Elle était petite, à peine développée, presque garçonnière, un tantinet dodue, très amenuisée, toute frêle ; ses yeux bleu flore étaient reculés vers les tempes par des tirets de teinture lilas et estompés en dessous pour les faire fuir ; ses lèvres fardées crépitaient dans une pâleur surhumaine, dans une pâleur définitive acquise par un décolorement voulu du teint ; et la mystérieuse odeur qui émanait d’elle, une odeur aux âmes liées et discernables, expliquait ce blanc subterfuge par les pouvoirs des parfums de décomposer les pigments de la peau et d’altérer pour jamais le tissu du derme.

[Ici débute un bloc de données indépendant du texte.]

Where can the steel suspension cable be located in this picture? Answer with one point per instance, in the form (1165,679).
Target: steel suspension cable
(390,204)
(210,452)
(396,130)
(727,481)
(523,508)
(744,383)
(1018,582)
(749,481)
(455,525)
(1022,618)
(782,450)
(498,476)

Cette odeur flottait autour d’elle, l’auréolait, pour ainsi dire, d’un halo d’aromes, s’évaporait de sa chair par bouffées tantôt agiles et tantôt lourdes.

Sur une première couche de myrrhe, au relent résineux et brusque, aux effluences amères presque hargneuses, à la senteur noire, une huile de cédrat s’était posée, impatiente et fraîche, un parfum vert, qu’arrêtait la solennelle essence du baume de Judée dont la nuance fauve dominait, à son tour contenue, comme asservie, par les rouges émanations de l’oliban.